We run multiple complex transactional business workflows. Right now, our synchronous REST architecture struggles whenever incoming traffic volumes surge. How should we refactor our using message queues to handle intensive computation tasks asynchronously without lagging?
3 answers
Moving long-running tasks out of your main request-response cycle is vital for sustaining rapid system execution. You can integrate message brokers like Apache Kafka or RabbitMQ directly into your architecture. When a user creates a complex transaction request, write a light message payload into a queue and immediately return an HTTP accepted status code to the client application. Build decoupled consumer microservices to pull tasks from those message streams and run background calculations, ensuring your web layer remains unblocked.
How do you plan to handle error recovery and state tracking for clients when a background message processing task fails downstream? If the user gets an immediate success response but the worker thread crashes later, how does your system notify them about the transaction failure?
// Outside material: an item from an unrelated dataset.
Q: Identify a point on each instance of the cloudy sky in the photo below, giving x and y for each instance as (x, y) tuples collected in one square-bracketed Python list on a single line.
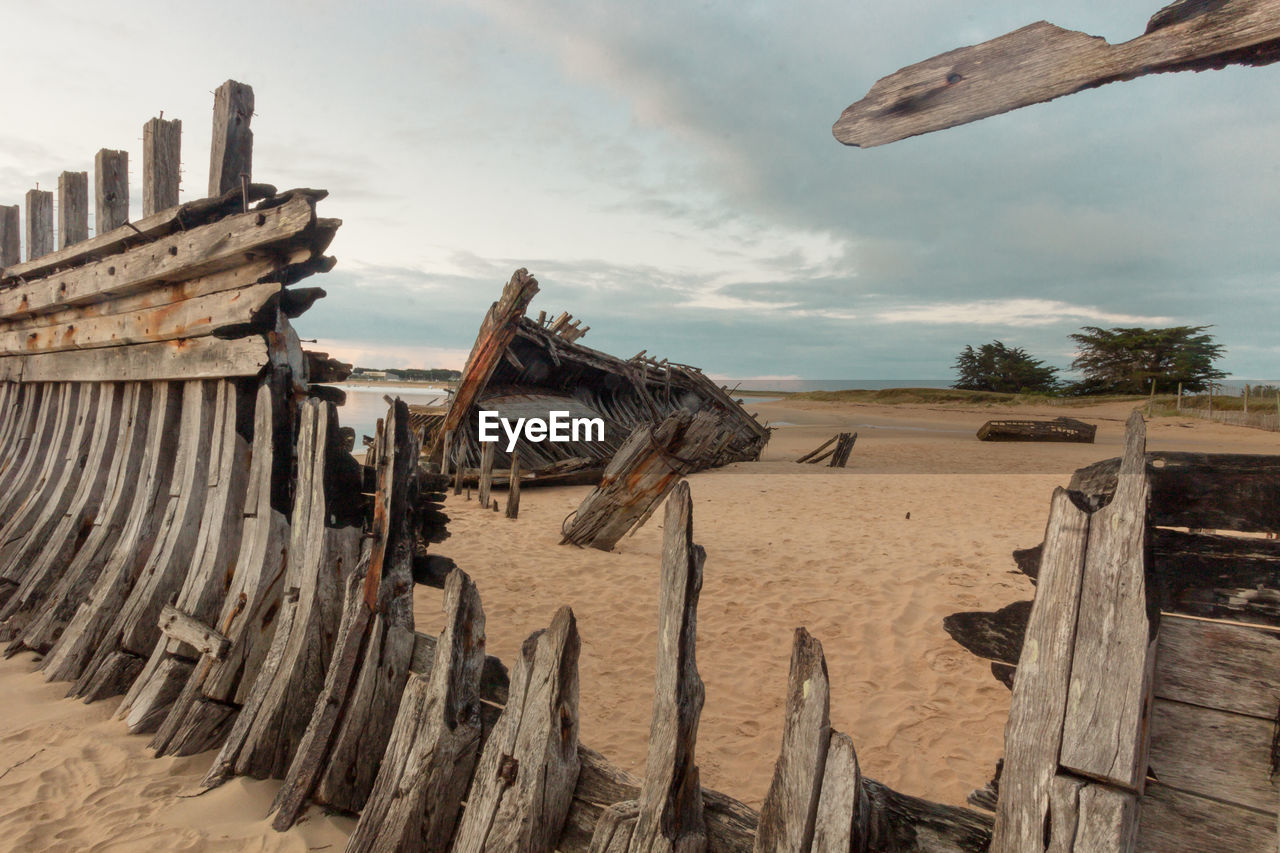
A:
[(667, 172)]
You can also try using Spring's built-in Async annotation for simpler internal operations that do not require full-blown enterprise messaging brokers.
Good tip, Cynthia, but warning to others: make sure you configure a custom thread pool executor for that annotation. Leaving it to default settings can lead to out-of-memory errors because it uses unbounded task queues by default under extreme production pressure.
Gregory, we manage that scenario by establishing dead-letter queues alongside a polling endpoint or WebSocket channel. The client gets an initial correlation tracking identifier, and our backend pushes real-time websocket status notifications if a processing error occurs deep inside the asynchronous worker pipeline.